どんな職業でも、初心者はスキルの習得から入ります。新入社員に求められるのは、まず仕事を覚えること。「自分はセンス抜群なんで、スキルは学ばなくても大丈夫です」といったところで、誰も相手にしません。

それよりも、着実にスキルを高めていくほうが評価は高い。初心者の段階では、スキルの価値が高いということ。「あれができます、これができます」というレベルです。

入社から5年10年と働き、一人前のスキルを身につけたあとは、だんだんセンスに価値が置かれるようになります。業務をちゃんとこなせるのは当たり前。
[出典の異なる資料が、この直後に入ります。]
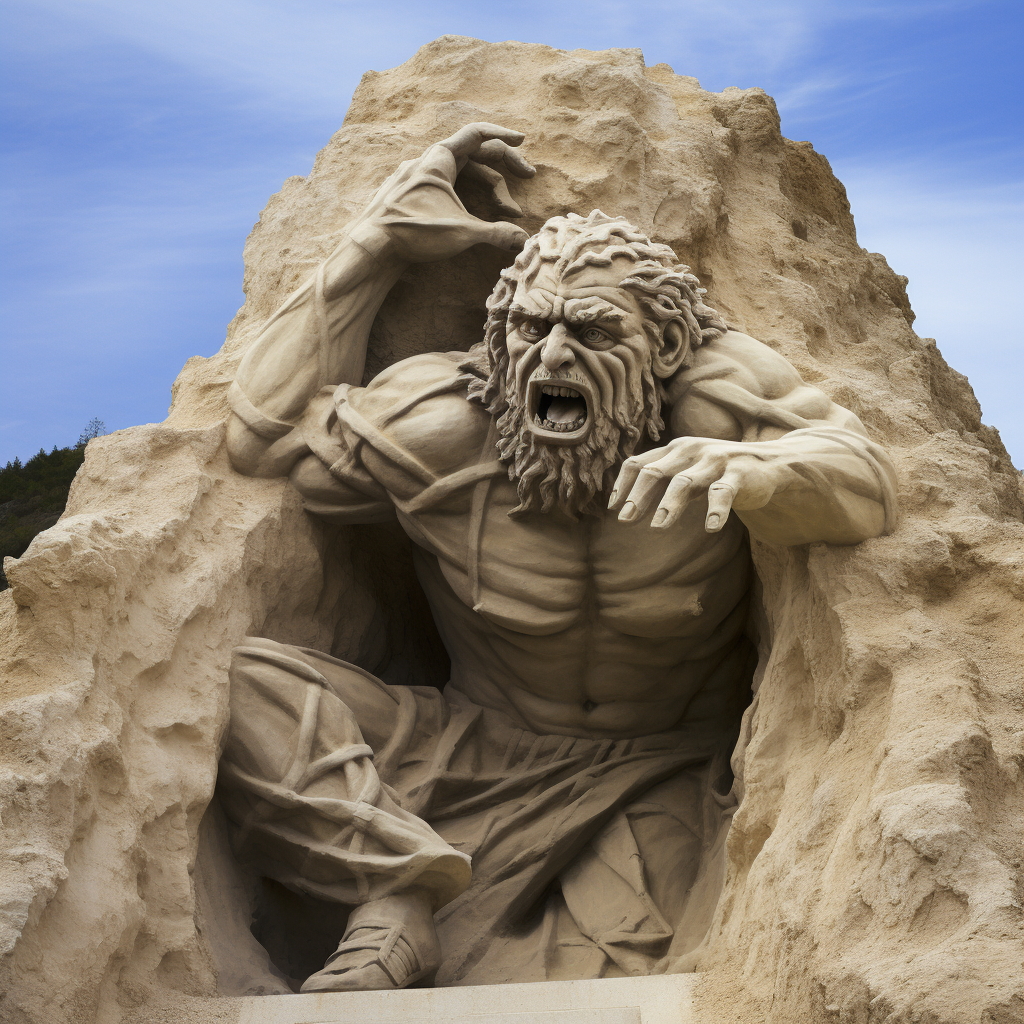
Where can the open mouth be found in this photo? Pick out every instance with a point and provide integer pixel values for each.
(559, 410)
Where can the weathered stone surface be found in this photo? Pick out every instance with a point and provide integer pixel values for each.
(875, 861)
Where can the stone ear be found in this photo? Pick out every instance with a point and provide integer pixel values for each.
(675, 348)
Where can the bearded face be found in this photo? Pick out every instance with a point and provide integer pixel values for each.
(580, 387)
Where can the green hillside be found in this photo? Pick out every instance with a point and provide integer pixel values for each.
(34, 495)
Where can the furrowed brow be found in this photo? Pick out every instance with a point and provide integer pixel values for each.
(603, 312)
(541, 310)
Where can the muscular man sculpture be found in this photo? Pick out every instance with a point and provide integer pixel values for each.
(580, 488)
そのうえでどれだけ高い成果を出せるのか。ここはセンスの問題になります。

さらに一流、超一流となるにしたがって、能力のうちでセンスが占める割合は圧倒的に大きくなります。どんな世界でも、超一流のプロたちにスキルの差はありません。多少の得意、不得意はあるにしても、必要なスキルはすべて身につけている。プロの野球選手やサッカー選手を見ればわかるでしょう。

経営者による戦略的な意思決定はスキルだけではどうにもならない仕事の最たるものです。どれだけ『社長の教科書』みたいな本を読み込んでも、それだけでは社長になれません。

しかも、経営センスは履歴書に書けない。労働市場に、経営者のオープンマーケットがないのはそのためです。「プロ経営者」と呼ばれる人たちは、みんな顔と名前を知られ、相対取引で会社を移ります。

経営者でなくても、ある分野で超一流と認められた人たちは、みんな名指しで引き抜かれます。裏返せば、オープンな労働市場で求められているのは、履歴書に記載できるスキルだということです。働き方改革で議論された「同一労働同一賃金」というのも、スキルを問題にしています。

楠木 建、杉浦 泰『逆・タイムマシン経営論』(日経BP)

一般論でいえば、スキルに支払われる報酬は少なく、センスに支払われる報酬は多い。年収が数千万円、数億円という人たちは、センスでそれだけ稼いでいるわけです。

そこで問題となるのは、センスの評価。「あの人はセンスがいい」と評価できるのは、その人よりもセンスが優れている人だけです。むちゃくちゃセンスがわるい人に「あなたってセンスがいいですね」と褒められたときほど、不安になることはありません(笑)。

前編と合わせて考えると、次のようにいえます。

アフターコロナの世界では、多くの人が不要と思いがちな能力の価値がむしろ高まる。同時に、みんなが身につけたがるスキルはコモディティ化し、センスがますますものをいうようになる。センスには高い報酬が支払われ、そのセンスを評価できるのはセンスがある人だけに限られる。

この傾向は現在も当てはまりますが、アフターコロナではさらに加速すると私は見ています。